Module: neurosurfer.models.embedders.llamacpp
Inherits: BaseEmbedder

Overview

LlamaCppEmbedder produces embeddings using the llama-cpp-python bindings. It is ideal when you already host GGUF models for chat and want embeddings from the same runtime without depending on external APIs.

Constructor

LlamaCppEmbedder.__init__

LlamaCppEmbedder(
    config: dict,
    *,
    logger: logging.Logger | None = None,
)

The config dictionary is passed directly to llama_cpp.Llama. Typical keys include:

config = {
    "model_path": "/weights/nomic-embed-text-v1.5.Q4_K_M.gguf",
    "n_threads": 8,
    "n_gpu_layers": 0,
    "main_gpu": 0,
    "embedding": True,  # required
}

embedding=True must be set so llama.cpp exposes the embedding endpoint. All other llama.cpp parameters (batch size, rope scaling, etc.) are also supported.

Embedding API

from neurosurfer.models.embedders.llamacpp import LlamaCppEmbedder

embedder = LlamaCppEmbedder(config=config)

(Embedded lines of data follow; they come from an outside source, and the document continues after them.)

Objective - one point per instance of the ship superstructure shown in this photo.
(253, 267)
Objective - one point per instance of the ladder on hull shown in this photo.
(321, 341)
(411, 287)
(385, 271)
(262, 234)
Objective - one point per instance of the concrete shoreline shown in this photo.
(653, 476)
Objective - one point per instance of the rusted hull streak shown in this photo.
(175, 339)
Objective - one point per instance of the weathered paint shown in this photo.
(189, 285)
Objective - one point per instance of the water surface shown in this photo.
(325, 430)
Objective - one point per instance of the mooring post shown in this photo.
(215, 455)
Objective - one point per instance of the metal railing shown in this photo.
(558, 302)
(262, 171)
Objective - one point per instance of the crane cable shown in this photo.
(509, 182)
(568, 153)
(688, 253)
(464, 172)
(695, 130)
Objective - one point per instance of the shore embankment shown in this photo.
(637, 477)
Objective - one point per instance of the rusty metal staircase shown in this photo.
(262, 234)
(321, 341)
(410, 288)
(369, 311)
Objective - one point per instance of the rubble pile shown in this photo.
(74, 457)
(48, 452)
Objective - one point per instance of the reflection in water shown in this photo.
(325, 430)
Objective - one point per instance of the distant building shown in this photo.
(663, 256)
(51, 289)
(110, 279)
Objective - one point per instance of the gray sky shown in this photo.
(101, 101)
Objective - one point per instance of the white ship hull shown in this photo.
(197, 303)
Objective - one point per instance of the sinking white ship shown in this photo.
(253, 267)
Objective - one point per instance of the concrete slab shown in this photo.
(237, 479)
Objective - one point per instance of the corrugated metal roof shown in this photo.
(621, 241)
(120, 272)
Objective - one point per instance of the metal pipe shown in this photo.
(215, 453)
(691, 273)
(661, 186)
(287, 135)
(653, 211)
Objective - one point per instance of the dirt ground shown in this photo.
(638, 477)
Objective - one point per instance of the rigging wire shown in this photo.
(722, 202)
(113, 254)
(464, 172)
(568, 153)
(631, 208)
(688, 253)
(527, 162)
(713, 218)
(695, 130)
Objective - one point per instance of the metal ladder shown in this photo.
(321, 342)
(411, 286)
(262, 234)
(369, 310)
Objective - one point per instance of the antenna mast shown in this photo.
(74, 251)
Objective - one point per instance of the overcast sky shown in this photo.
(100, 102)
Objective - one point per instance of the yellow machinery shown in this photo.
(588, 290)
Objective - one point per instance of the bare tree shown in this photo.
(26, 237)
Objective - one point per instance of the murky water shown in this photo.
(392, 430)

vector = embedder.embed("What is retrieval augmented generation?")
print(len(vector))

vectors = embedder.embed([
    "Neurosurfer ships a FastAPI server.",
    "Agents reuse OpenAI-compatible responses.",
])
print(len(vectors), len(vectors[0]))

Signature

embed(
    query: str | list[str],
    *,
    normalize_embeddings: bool = True,
) -> list[float] | list[list[float]]
  • When normalize_embeddings=True, each vector is L2-normalised.
  • Passing a list returns a list of vectors; no separate embed_batch method is needed.

Tips

  • GGUF embedding checkpoints such as nomic-embed-text-v1.5 are readily available from Hugging Face (TheBloke maintains many quantised variants).
  • Increase n_threads for CPU-bound workloads; when GPU acceleration is available, set n_gpu_layers to offload part of the encoder.
  • The wrapper returns native Python lists. Convert to numpy/torch as needed: np.array(embedder.embed(texts)).

mkdocstrings output is temporarily disabled while import hooks are updated.